I am reading the proof for the correspondence theorem in group theory:
$\phi$ is a surjective homomorphism $G_1 \longrightarrow G_2$, then $\phi$ is a bijection between A={subgroups of $G_1$ contains the kernal($\phi$)} and B={subgroups of $G_2$}
I know there are couple ways to state this theorem (subgroups of the $G/S$ correspond to the subgroups of $G$ containing $S$), but this is the version I am working on
(I already proved that $\phi(A) \in B$ domain A codomain B and $\phi^{-1}(B) \in A$)
Question: Generally when I want to prove something is a bijection, I show that its one to one and onto: $$f(x)=f(y) \implies x=y$$ $$ \forall x \in B \implies f(y) = x, y\in A$$ Here I can show $\phi$ is one to one by proving that preimage is unique: $$\phi^{-1}(\phi(x)) = x, x \in A$$ Do I need to worry about onto? my notes suggest that I prove: $$\phi(\phi^{-1}(y)) = y, y \in B$$ But I already showed that $\phi^{-1}(y) \in A$ is that not enough? am I missing something in my proof?
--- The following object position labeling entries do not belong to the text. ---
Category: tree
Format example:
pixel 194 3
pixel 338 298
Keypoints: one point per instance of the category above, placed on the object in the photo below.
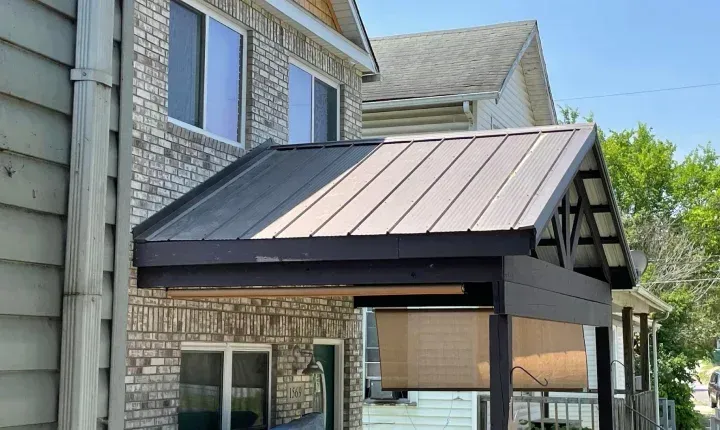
pixel 671 211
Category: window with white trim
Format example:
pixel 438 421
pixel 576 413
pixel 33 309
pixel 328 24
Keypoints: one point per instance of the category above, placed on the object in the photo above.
pixel 224 387
pixel 205 73
pixel 314 106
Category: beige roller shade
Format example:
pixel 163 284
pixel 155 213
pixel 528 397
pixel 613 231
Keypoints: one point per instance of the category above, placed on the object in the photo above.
pixel 449 350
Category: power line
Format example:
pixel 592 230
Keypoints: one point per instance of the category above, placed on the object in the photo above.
pixel 631 93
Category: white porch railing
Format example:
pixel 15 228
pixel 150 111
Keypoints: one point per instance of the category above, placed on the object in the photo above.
pixel 565 411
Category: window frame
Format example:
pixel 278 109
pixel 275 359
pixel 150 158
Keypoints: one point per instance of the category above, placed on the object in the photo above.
pixel 227 348
pixel 325 79
pixel 208 12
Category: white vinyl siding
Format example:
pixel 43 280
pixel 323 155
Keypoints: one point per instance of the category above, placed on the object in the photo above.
pixel 450 410
pixel 511 111
pixel 413 121
pixel 36 122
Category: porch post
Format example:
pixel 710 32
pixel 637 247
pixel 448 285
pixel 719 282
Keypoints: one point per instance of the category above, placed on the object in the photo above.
pixel 500 369
pixel 500 341
pixel 629 362
pixel 604 377
pixel 644 352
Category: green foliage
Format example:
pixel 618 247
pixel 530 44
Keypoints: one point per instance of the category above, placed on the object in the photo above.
pixel 682 344
pixel 671 210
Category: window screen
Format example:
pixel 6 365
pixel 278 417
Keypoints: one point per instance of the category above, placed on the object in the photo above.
pixel 313 111
pixel 184 64
pixel 205 73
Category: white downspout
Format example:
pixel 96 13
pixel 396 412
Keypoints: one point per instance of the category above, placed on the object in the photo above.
pixel 655 367
pixel 82 295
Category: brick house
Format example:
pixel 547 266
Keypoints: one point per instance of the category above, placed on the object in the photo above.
pixel 213 79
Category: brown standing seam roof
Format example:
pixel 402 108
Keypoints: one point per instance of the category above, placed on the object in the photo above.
pixel 470 181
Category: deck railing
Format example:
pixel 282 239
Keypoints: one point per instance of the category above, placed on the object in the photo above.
pixel 566 411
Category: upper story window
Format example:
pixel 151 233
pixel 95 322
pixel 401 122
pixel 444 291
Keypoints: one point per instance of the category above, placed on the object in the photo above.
pixel 205 73
pixel 314 107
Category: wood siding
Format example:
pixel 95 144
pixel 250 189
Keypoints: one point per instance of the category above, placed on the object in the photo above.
pixel 37 48
pixel 511 111
pixel 322 10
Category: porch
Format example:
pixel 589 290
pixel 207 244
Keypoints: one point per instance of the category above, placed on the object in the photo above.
pixel 458 220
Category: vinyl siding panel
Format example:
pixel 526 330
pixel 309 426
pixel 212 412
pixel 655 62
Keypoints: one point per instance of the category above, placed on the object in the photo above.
pixel 434 410
pixel 413 121
pixel 511 111
pixel 37 50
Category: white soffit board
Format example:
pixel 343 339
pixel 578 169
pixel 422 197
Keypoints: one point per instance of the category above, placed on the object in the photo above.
pixel 321 33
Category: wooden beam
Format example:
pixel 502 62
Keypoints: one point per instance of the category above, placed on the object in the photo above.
pixel 375 290
pixel 542 275
pixel 583 241
pixel 575 233
pixel 595 232
pixel 529 302
pixel 645 352
pixel 628 360
pixel 500 370
pixel 324 273
pixel 604 377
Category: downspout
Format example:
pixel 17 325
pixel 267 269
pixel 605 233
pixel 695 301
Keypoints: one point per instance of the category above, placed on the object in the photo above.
pixel 82 294
pixel 655 367
pixel 116 407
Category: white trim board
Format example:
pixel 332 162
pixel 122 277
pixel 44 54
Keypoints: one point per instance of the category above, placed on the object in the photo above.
pixel 321 33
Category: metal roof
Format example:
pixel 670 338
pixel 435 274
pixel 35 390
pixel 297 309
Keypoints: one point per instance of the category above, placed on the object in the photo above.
pixel 488 182
pixel 462 61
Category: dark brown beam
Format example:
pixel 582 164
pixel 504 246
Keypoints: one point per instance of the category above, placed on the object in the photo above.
pixel 628 360
pixel 604 377
pixel 589 174
pixel 582 241
pixel 595 232
pixel 598 209
pixel 385 247
pixel 500 370
pixel 321 273
pixel 644 352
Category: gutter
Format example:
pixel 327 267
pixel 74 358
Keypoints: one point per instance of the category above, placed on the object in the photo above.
pixel 429 101
pixel 121 275
pixel 82 287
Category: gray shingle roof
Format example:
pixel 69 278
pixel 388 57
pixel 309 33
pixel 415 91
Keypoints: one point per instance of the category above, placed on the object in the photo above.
pixel 469 60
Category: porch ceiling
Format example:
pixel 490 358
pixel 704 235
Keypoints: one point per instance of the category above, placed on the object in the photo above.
pixel 413 200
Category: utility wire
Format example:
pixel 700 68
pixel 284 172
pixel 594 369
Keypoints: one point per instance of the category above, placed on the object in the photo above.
pixel 631 93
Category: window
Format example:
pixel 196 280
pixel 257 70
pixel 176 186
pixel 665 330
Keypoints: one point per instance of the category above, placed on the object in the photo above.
pixel 224 387
pixel 205 73
pixel 313 112
pixel 373 386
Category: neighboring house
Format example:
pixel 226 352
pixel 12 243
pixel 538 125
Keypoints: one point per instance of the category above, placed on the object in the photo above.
pixel 481 78
pixel 478 78
pixel 64 211
pixel 214 79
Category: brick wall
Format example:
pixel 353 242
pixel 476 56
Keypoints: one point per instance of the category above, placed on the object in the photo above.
pixel 168 161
You may know $\phi^{-1}(y)\in A$, but does that imply $\phi(\phi^{-1}(y))=y?$
In general, suppose you have a function $f: A \rightarrow B$ between some sets $A$ and $B$. Another way to say $f$ is bijective, is to say there is a function $g: B \rightarrow A$ such that $g\circ f (a) = a$ for all $a\in A$, and $f\circ g (b)=b$ for all $b\in B$. The condition $g\circ f(a)=a$ is equivalent to $f$ being one-to-one, and $f\circ g(b)=b$ is equivalent to $f$ being onto.
Here you have $f=\phi$, $g=\phi^{-1}$. You have shown $g\circ f(a)=a$, but not $f\circ g(b)=b$. Showing $\phi^{-1}(b)\in A$ just says $\phi^{-1}$ is a function from $B$ to $A$.